«Una ferita grave inflitta alla giustizia e alla pace». Le parole di Benedetto XVI in riferimento alle unioni di persone dello stesso sesso non smettono di fare discutere. Chi immaginava una reazione polemica da parte delle associazioni per i diritti degli omosessuali si è invece trovato di fronte allo sdegno e alla confusione della maggior parte dei cattolici, di qualunque orientamento sessuale. A Catania, l’Arcigay etnea ha risposto a modo suo: volantinando ai fedeli in uscita della messa delle 11 in Cattedrale una lettera al vescovo cittadino e una preghiera al Signore. Pochi giorni prima, alcuni adesivi con scritto «Io non sono un pericolo per la pace. E tu?» erano stati appiccicati per terra, sul sagrato. Dentro la chiesa, dall’altare, nessuna risposta. Nemmeno un cenno all’iniziativa.
«Chi di noi crede continuerà ad andare a messa – spiega il presidente Giovanni Caloggero – Le parole del papa non cambiano niente. Sono state solo un clamoroso autogol per la Chiesa stessa: non fanno male a noi omosessuali, ma al Cristianesimo». La stessa calma, senza alcuna sorpresa, di Seby Cammisuli, responsabile del gruppo giovani dell’Arcigay catanese. «Quello che a me dà più fastidio è l’ipocrisia – commenta – Quella di un’istituzione all’interno della quale ci sono moltissimi omosessuali». Cammisuli non entra a seguire la messa. Resta fuori dalla Cattedrale a dividere i volantini a passanti e fedeli. Per lo più distratti. Molti rifiutano proprio di prendere in mano il pezzo di carta, come fosse una nuova invasiva forma di pubblicità sul sagrato. «Chi lo prende, però, non lo butta. E questo è già un bene», dice. Soprattutto i giovani e giovanissimi, tra i pochi che si soffermano a leggere almeno di cosa si tratta.
Cammisuli, 30 anni, da dieci anni trasferitosi a Catania da Pachino, è lì per spirito civile e non perché si senta offeso. «Da ragazzo ho frequentato per anni la parrocchia e mai ho visto capitare altrove le cose che capitano tra quelle mura», racconta. Su tutto, la demonizzazione degli affetti e delle sue manifestazioni fisiche: «A partire dall’abbraccio spontaneo di un bambino al suo catechista». «Una preoccupazione che nasconde una grande ipocrisia», sottolinea.
E lo sa bene Cammisuli. Che di sacerdoti ne ha frequentati, anche in senso biblico. «Sono stato a letto con due preti giovani – racconta – Non lo sapevo prima ma, quando l’ho scoperto, sono rimasto turbato. Come si fa a predicare una cosa e poi fare tutto il contrario?». Una pratica non troppo inusuale considerato l’alto numero di messaggi espliciti nelle chat room frequentate da omosessuali: «Prova l’emozione di scopare con un prete», recitano. «Io dico sempre a mia madre che mi dispiace solo di essere nato in questo periodo storico – spiega Cammisuli – Sono certo che in futuro non ci sarà più così bisogno di nascondersi o di combattere per essere accettati».

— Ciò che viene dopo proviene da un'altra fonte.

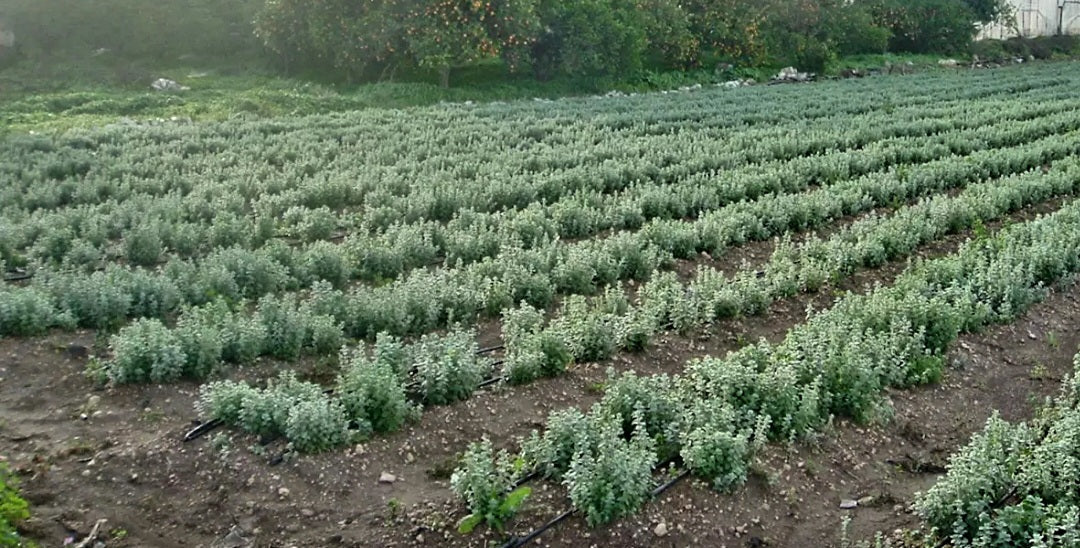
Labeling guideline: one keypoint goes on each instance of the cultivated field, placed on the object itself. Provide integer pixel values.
(753, 317)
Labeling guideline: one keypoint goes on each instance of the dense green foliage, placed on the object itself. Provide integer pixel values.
(386, 237)
(838, 363)
(1014, 484)
(602, 40)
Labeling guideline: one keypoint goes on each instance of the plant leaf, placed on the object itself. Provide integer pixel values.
(469, 523)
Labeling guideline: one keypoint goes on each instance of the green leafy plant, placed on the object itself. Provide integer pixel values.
(486, 482)
(13, 509)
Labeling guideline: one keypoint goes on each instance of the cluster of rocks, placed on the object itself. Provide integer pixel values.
(164, 84)
(731, 84)
(792, 75)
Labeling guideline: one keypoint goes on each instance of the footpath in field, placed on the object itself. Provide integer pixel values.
(342, 288)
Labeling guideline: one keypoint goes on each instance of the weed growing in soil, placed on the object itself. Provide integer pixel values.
(13, 510)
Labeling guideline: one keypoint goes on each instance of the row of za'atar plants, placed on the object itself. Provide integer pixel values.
(429, 299)
(147, 229)
(273, 157)
(442, 370)
(203, 214)
(1014, 484)
(719, 411)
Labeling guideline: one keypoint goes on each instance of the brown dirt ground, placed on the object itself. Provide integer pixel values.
(86, 453)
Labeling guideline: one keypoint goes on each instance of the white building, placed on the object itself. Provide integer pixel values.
(1038, 17)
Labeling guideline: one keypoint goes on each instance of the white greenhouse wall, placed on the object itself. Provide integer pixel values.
(1039, 17)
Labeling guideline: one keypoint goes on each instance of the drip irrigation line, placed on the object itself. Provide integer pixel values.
(490, 382)
(671, 483)
(202, 429)
(17, 277)
(518, 542)
(525, 479)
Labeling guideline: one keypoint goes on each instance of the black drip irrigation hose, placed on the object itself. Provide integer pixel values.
(518, 542)
(202, 429)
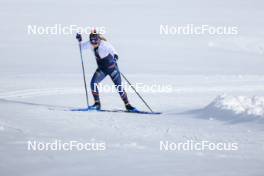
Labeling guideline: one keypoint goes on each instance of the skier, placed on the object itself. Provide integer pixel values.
(106, 58)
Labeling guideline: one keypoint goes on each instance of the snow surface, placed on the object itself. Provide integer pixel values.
(217, 91)
(239, 105)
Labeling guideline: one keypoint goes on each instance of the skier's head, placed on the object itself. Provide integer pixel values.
(94, 38)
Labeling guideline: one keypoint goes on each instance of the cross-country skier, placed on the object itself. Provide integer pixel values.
(106, 58)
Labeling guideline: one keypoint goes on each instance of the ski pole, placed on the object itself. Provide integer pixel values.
(136, 92)
(84, 79)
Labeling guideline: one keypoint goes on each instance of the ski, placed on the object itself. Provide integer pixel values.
(115, 111)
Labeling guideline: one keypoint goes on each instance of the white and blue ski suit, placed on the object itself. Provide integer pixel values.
(106, 61)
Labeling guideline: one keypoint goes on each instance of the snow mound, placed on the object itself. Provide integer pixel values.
(248, 107)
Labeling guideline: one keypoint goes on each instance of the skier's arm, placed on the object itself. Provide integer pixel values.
(86, 45)
(113, 51)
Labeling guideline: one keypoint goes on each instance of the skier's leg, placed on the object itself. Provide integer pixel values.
(96, 79)
(116, 78)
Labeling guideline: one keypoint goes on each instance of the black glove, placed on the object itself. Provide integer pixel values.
(116, 56)
(79, 37)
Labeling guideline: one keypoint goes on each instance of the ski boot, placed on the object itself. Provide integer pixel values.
(95, 106)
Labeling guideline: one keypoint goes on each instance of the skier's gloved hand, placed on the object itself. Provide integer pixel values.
(79, 37)
(116, 56)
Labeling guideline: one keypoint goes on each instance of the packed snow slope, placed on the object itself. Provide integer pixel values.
(216, 96)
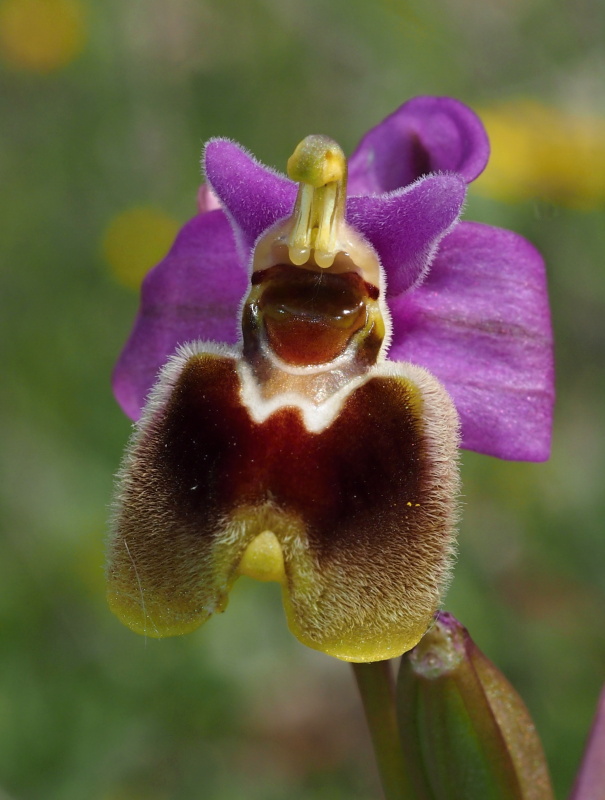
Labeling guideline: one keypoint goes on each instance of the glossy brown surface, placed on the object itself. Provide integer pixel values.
(309, 317)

Una battaglia che non sempre trova sensibile chi ha ruoli di responsabilità. Come il pontefice appunto. «Il Signore ci ha dato due soli comandamenti: “Ama Dio più di te stesso e il prossimo tuo come te stesso”. Ma il papa il secondo deve averlo dimenticato», commenta Caloggero che, da fedele autentico, cita la Bibbia in scioltezza. Una frase, quella di Benedetto XVI, ancora più preoccupante perché quasi contemporanea a un’azione: «L’accoglienza rivolta al presidente del parlamento ugandese Rebecca Kadaga che si appresta a proporre e far approvare la Kill the gay bill. Una legge che, come chiaramente indica la sua denominazione, prevede anche la pena capitale per atti omosessuali – spiega l’Arcigay nel volantino – La “gentile signora” non solo è stata accolta ma anche benedetta dallo stesso pontefice».